Bridging the Gap: The Emerging Role of memory CD8+ T Cells in Fibrotic Interstitial Lung Disease

Sherly I Celada, Stefan W Ryter, Robert P Baughman, Luc Van Kaer, Lindsay J Celada

Abstract

Interstitial lung disease (ILD) disproportionately affects older adults, yet the contribution of immunosenescence to disease pathogenesis remains poorly understood. In fibrotic ILDs (fILDs), CD8 + T cells accumulate in fibrotic regions, where they may drive disease by promoting cytotoxic inflammation, impairing epithelial repair, and sustaining senescence. CD8 + T cell exhaustion (CD8 + Tex) has also emerged as a hallmark of chronic lung disease, although its relationship to immunosenescence in ILD remains unclear.
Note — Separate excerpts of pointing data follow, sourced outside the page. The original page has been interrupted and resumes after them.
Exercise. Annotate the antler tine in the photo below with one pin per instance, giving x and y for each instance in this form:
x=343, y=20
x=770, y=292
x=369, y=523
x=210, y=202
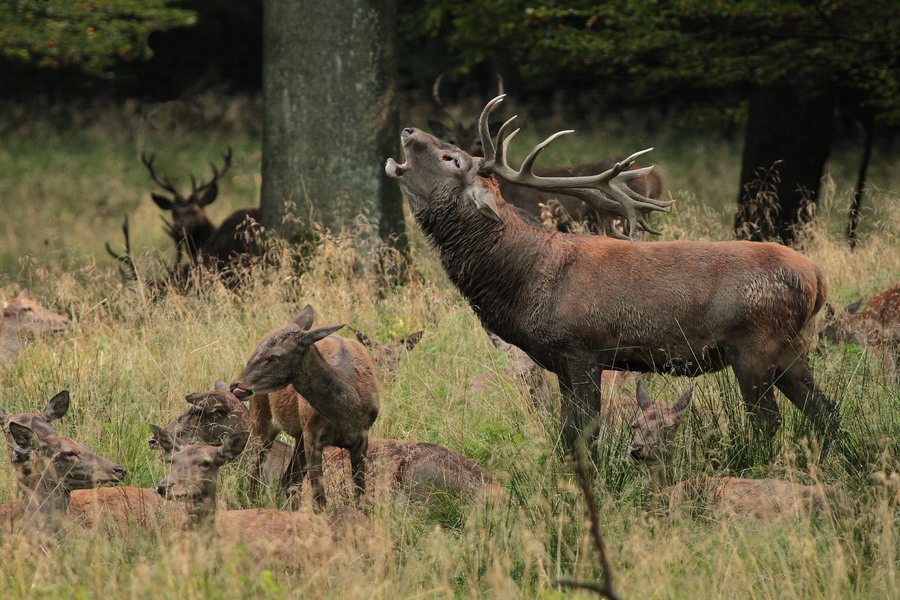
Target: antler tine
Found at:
x=163, y=183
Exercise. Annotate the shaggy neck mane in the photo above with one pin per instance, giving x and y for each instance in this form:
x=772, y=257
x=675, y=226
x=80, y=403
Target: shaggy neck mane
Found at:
x=488, y=261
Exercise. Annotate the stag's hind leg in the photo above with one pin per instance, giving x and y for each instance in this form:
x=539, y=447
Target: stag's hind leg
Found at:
x=796, y=381
x=755, y=375
x=580, y=387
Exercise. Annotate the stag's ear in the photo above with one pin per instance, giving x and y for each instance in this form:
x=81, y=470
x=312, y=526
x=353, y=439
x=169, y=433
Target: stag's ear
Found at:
x=161, y=201
x=853, y=308
x=166, y=440
x=684, y=400
x=440, y=130
x=363, y=339
x=42, y=428
x=484, y=197
x=209, y=196
x=25, y=437
x=305, y=318
x=57, y=407
x=232, y=446
x=411, y=340
x=314, y=335
x=643, y=396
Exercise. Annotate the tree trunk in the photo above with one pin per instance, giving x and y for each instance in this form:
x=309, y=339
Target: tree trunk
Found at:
x=787, y=143
x=329, y=83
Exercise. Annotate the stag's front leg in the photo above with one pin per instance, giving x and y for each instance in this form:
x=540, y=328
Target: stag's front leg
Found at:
x=358, y=466
x=580, y=386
Here, we highlight the heterogeneity among CD8 + T cells in fILD, including effector- and senescent-like subsets, and identify programmed death (PD)-1 as a protective “brake” limiting tissue-damaging immunopathology. Functional profiling indicates that CD8 + T cells in fILD exhibit features consistent with ex-tissue-resident and effector memory CD8 + T cell subsets. Recent evidence from severe and post-acute viral injury demonstrates that PD-1hiCD8 + T cells balance protective immunity with restraint of fibrotic sequelae while also driving maladaptive epithelial remodeling through expansion of dysplastic basal-like cells and impaired alveolar regeneration. These observations suggest that CD8 + T cells in fILD may directly regulate the balance between tissue repair and fibrosis. Our recent studies have shown that the antifibrotic effects of pirfenidone and nintedanib may arise from selective modulation of profibrotic programs in CD8+/CD4 + T cells, lymphoid endothelial cells and dendritic cells. Collectively, these findings support a paradigm shift in which fILD reflects a dysregulation of local immune networks rather an inevitable consequence of aging. Most importantly, these networks are modifiable, offering opportunities for early detection, patient stratification, and stage-specific immunomodulatory interventions, with maladaptive memory CD8 + T cell functional states serving as potential biomarkers of disease susceptibility.